New rules for cycling event organization: what we know (and what is fumbling)

Significant difficulties and age-old questions are keeping awake those who set up a road event: the various anti-COVID requirements are full of common sense, but sometimes unsuitable. Eight points of what is changing in the racing world, even if the "how" is not always explicit

In the beginning COVID and sports - like many other productive sectors, because sports is one - fall into chaos. Then, luckily, the emergency ceased, the so-called phase 2 started under the standards of wisdom and a nagging looming thought: how to resume activities, and therefore - to talk about sports - events, training and everything that follows, in phase 3.

In the end, for better or worse, the carousel started again, leaving behind - it was inevitable - an endless loop of documents, decrees, provisions, protocols, specifications, you name it. Generally speaking, every organizer should be filled up with patience to study all the documents, trying to understand the real essence. Among other matters, some events fall under the aegis of different subjects: the international federation starts off, then each national federation adds its point of view in harmony with the government regulations of the country, and finally, the local authorities make further adjustments based on the territory. If it sounds like a mess, that’s because it is.

Let's try to summarize, in eight points, the essential facts that will no longer be the same in cycling.

WHAT CHANGES FOR CYCLING RACES ORGANIZERS

1. The teams within the event should theoretically represent a world of their own, what UCI has defined as "bubble": therefore, they do not have to get into direct contact with the public and limit to the bare minimum the contact with insiders.

2. Inside hotels: athletes and staff of the team cannot cross paths with other people or even with other teams. Which means: a team on each floor and reserved rooms for meals and breakfast.

3. At the starting gate, no more signature sheet: for any other scheduled activity, athletes of a team should move in bulk and not randomly.

4. In the finish area, physical presence should be reduced to the bare minimum: the winner will do the flash interview for the televisions and nothing more, then move on stage for a minimal award ceremony, without podium girls and authorities. The leader of the classification will not wear the jersey on stage but do it beforehand.

5. Photographers would remain under close control, without physical contact between them and even less with athletes. The setting of a limit is inevitable; in practice, a minimal number of photographers is admitted and then required to transfer the images on to their colleagues.

6. Press conferences should be held in aseptic places where there is no gathering: challenging to think of solutions other than video conferencing instead of the traditional direct meeting.

7. The public on the roads: starting from the famous oxymoron of "racing behind closed doors" (there was a minister who even thought of imposing it at the Tour de France) which was fortunately overcome, the obligation remains to avoid crowds and respect the distance among people as well as - as mentioned - zero contact with athletes.

8. The organizational staff: it is known that for teams there is a protocol which presents controls and buffers, in theory, something similar should be applied for all the other levels of accreditations, although with extensive use of self-certification in addition to the usual precautions - temperature control, sanitization, mask - to be taken indoors.

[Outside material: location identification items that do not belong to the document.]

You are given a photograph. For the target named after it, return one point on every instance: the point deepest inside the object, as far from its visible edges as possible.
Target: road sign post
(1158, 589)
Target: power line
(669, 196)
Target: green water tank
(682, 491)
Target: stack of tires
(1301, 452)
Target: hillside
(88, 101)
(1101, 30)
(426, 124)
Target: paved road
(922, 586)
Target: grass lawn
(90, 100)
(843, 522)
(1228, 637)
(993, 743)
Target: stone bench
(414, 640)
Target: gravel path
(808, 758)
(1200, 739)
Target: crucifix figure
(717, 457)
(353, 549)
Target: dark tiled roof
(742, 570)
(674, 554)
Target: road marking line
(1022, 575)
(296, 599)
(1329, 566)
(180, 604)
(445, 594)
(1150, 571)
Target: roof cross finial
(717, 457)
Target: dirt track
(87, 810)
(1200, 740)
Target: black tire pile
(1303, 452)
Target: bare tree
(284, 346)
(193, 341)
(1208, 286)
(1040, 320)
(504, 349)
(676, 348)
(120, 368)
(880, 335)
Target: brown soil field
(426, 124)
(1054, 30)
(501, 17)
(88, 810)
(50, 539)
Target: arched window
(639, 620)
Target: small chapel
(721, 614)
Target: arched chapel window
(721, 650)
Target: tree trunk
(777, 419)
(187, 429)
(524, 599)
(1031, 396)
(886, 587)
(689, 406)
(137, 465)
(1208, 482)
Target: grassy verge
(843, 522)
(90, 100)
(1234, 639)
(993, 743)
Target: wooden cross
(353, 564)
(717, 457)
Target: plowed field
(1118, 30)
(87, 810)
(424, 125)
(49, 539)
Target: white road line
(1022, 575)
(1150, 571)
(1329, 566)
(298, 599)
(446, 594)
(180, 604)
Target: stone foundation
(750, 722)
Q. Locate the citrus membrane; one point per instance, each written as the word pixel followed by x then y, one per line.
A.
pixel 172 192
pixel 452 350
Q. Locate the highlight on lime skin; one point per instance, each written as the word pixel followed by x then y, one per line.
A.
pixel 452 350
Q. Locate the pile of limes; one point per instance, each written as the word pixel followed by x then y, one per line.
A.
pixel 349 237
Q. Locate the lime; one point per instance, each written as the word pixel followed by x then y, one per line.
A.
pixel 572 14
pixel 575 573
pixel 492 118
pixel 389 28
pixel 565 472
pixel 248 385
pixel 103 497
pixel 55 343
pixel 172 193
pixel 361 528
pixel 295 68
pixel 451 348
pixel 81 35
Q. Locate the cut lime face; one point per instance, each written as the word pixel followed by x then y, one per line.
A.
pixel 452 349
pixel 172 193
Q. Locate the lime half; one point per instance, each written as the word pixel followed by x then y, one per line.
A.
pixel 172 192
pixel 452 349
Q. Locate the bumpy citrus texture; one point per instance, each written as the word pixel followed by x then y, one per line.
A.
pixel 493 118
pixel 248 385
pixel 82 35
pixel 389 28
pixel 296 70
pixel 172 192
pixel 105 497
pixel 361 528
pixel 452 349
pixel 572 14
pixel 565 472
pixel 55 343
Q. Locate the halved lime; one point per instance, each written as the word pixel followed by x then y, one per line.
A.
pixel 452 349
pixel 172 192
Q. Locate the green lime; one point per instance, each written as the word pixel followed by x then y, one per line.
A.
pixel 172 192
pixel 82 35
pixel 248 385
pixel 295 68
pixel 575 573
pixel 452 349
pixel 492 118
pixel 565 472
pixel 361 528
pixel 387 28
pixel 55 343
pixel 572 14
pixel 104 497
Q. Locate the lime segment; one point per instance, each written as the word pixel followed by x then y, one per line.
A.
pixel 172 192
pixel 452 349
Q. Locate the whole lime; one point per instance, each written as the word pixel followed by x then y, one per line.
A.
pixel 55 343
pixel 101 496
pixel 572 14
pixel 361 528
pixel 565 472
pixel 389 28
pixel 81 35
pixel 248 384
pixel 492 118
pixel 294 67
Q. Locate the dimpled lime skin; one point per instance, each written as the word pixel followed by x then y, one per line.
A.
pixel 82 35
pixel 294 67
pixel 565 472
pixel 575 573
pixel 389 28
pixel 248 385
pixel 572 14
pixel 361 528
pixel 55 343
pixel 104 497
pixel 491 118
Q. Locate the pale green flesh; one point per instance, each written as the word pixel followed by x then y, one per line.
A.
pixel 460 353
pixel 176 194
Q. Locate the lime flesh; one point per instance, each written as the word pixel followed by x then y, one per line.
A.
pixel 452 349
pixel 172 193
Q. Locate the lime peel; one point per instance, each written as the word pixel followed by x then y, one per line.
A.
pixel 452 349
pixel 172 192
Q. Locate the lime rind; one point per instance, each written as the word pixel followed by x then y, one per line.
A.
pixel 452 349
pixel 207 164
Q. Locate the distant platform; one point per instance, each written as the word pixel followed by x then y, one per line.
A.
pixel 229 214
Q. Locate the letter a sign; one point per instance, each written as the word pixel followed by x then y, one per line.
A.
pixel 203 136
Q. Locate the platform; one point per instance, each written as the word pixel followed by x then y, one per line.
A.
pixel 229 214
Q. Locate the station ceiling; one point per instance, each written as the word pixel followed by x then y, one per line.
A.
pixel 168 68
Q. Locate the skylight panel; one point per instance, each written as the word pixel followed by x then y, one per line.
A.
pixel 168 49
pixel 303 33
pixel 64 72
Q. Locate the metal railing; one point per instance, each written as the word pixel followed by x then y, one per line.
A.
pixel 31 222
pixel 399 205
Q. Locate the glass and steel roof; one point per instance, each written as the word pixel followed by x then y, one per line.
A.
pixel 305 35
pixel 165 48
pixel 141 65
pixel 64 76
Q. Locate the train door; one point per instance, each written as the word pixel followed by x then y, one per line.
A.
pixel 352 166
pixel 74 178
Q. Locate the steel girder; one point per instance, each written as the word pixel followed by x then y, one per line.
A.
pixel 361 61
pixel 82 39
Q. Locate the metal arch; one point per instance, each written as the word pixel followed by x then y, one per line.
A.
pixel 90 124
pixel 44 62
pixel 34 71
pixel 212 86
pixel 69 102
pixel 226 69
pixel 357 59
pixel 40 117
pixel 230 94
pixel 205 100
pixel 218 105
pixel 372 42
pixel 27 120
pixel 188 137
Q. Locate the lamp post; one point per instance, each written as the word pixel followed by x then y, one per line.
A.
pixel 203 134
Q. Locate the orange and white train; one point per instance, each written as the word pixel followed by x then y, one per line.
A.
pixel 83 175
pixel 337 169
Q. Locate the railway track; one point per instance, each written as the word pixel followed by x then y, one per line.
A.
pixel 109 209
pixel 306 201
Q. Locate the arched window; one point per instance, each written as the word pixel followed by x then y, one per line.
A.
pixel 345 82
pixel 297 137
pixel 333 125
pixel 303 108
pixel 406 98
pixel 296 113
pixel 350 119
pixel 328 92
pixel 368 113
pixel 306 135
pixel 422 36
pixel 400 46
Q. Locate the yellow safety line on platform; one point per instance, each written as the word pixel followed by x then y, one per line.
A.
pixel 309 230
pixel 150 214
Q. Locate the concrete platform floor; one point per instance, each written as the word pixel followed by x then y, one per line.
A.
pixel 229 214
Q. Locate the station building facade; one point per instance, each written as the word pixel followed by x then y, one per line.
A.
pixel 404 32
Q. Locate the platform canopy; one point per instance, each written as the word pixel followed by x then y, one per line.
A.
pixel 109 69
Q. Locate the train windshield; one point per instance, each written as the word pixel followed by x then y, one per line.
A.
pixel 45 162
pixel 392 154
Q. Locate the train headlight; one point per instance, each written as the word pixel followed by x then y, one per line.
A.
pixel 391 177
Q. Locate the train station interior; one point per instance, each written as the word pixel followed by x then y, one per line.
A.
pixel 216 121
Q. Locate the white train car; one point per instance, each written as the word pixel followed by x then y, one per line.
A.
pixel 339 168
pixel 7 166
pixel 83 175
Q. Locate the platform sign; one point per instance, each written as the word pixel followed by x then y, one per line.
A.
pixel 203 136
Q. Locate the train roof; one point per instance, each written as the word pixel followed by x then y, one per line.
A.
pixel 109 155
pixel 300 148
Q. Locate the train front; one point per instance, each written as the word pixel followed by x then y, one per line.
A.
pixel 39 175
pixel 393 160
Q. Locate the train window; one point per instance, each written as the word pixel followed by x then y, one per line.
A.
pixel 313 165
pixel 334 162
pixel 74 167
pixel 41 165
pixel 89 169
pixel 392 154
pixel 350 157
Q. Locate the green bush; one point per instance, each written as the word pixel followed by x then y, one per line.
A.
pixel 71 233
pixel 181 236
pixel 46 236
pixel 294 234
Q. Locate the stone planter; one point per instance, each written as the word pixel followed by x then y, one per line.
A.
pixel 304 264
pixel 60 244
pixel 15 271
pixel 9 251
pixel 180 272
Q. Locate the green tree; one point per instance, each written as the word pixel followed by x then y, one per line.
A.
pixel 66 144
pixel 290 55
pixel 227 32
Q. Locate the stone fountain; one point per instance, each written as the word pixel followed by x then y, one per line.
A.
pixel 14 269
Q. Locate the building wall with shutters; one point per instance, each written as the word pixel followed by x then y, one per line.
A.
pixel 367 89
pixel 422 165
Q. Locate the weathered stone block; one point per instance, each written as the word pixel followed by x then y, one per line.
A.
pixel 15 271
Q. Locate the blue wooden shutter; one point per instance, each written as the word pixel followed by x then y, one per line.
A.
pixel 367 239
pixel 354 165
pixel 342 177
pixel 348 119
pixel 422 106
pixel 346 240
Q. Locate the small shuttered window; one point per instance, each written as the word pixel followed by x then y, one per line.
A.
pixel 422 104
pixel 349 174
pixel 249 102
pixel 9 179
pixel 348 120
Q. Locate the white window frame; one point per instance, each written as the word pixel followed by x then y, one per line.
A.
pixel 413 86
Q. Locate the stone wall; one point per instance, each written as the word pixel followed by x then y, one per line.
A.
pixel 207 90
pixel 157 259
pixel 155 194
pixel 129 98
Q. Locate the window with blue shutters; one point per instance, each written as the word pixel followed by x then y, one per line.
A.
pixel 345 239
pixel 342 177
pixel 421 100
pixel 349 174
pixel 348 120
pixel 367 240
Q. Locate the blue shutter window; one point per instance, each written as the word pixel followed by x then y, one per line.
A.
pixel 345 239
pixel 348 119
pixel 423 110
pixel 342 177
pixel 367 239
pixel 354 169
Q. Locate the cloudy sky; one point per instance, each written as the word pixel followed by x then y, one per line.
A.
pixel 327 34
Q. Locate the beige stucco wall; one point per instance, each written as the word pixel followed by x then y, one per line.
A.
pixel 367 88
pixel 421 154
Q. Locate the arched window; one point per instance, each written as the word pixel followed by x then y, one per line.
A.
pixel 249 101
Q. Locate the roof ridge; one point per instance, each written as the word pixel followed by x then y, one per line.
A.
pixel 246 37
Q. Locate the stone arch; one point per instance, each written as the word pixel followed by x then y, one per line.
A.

Live cycling is likely to become a different experience, and those who organize events will have to measure themselves with a much more complex commitment and rising costs. Any improvisation is impossible and inadvisable.

To go down to the basics, some other weights will be put on the organizer's shoulders. For example:

- At the start, teams' vehicles must park in a reserved area. Considering that it is not always possible to concentrate everything in a compact space and that cyclists must, in any case, be kept at a safe distance from the public, how many kilometres of barriers must be placed?

- The same scheme on arrival, once the finish line has been crossed: the cyclist must reach the team's vehicles, often parked far away. On this way, who protects him from the spectator who wants to take a selfie?

- Both at the departure and finish, there are going to be warnings everywhere, speakers will act like service speakers, recalling everyone to wear the mask and keep social distancing. But who controls? In a crowded finish or along the ascent of a Giro stage, or one of a great classic, it would take an army of stewards to keep everyone at bay.

- No more signature sheet. We can live with that, after all, it was a formality. Still, teams and athletes will be presented to the public. Always required the one-meter distancing, that's what the precaution say: it will take a stage as big as that of the Scala theatre in Milan to fit them all...

- Employ a COVID manager, right. Designate an anti-contagion committee; this also works. But what is - legally speaking - the degree of responsibility that these people (be they doctors, nurses or volunteers) have to take on? And to what extent does their control role lift the organizer from possible consequences in case of positive cases?

Road sports, of course, pay a higher price compared to other sports, even if troubles are there even for gym sports, which theoretically would be the most manageable. Proof of this is a recent externalization on the theme of Julio Velasco, the Italian volleyball guru, on the COVID topic: "I am tired of listening and reading of things that cannot be done".

There are reasonable concerns that the desire will fade for some organizer: to read all the folders, and therefore, to commit. The main hope is that as soon as we have races again (and we are almost there now), the most logical and most practical solutions will come to the surface. After all, in cycling it has always been like this: the ultimate answer is on the road.